Once inside, I flipped the switch and fluorescent light spilled over my every curve. Bracing myself against the sink, I took in my reflection. My usual peachy skin was now sallow and lifeless, and my chocolate eyes were void of any dimension. The fullness in my cheeks was flattened; in fact, I looked like a cardboard cutout of myself – one that featured me as a zombie.

I snapped my eyes shut.

I might as well be a zombie.

Heaving a sigh, I twisted the faucet and splashed cool water against my skin hoping it would restore some life. It didn't. I now looked like a wet zombie.

Stealing a final look, I took a deep breath and flipped the switch to emerge back into the boisterous shop. Before I returned to the bar, Nadia handed me a coffee and asked if I could place it on the counter. Without even thinking, I did as I was asked. Autopilot was the name of the game.

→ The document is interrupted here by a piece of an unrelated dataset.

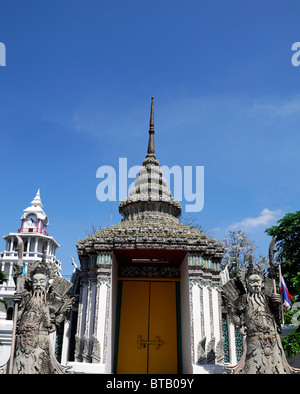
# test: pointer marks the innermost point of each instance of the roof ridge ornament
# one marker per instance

"Warner!" I called out after reading the label penned neatly on the cup. If time travel existed, I would have used it without a further thought. One second. That was all I needed to avoid the next sequence of my life.

Wearing his Navy digitals and that same smug smile, Warner approached the counter. While his coffee sat on the countertop, my hand was still wrapped around it. I was frozen in time. It was the second-best thing to going back and avoiding this situation.

"You going to hand that over?" he asked, his voice piercing my protective barrier. Time was moving forward again.

My hand shot away from the coffee as I met his steely eyes, his mouth still curved into an arrogant grin. How many times had this exact occurrence happened in the past? Hundreds to be sure, and each time we were in close quarters I thought I might finally be given it, the death date that never came. It wasn't as though I actually wanted it. I didn't really care when Warner was going to bite the dust. What I wanted was confirmation that he was like everybody else, a person with a set date they would leave Earth. But I knew no matter how many times we suffered a close encounter, I would never be given what came so freely for everyone else.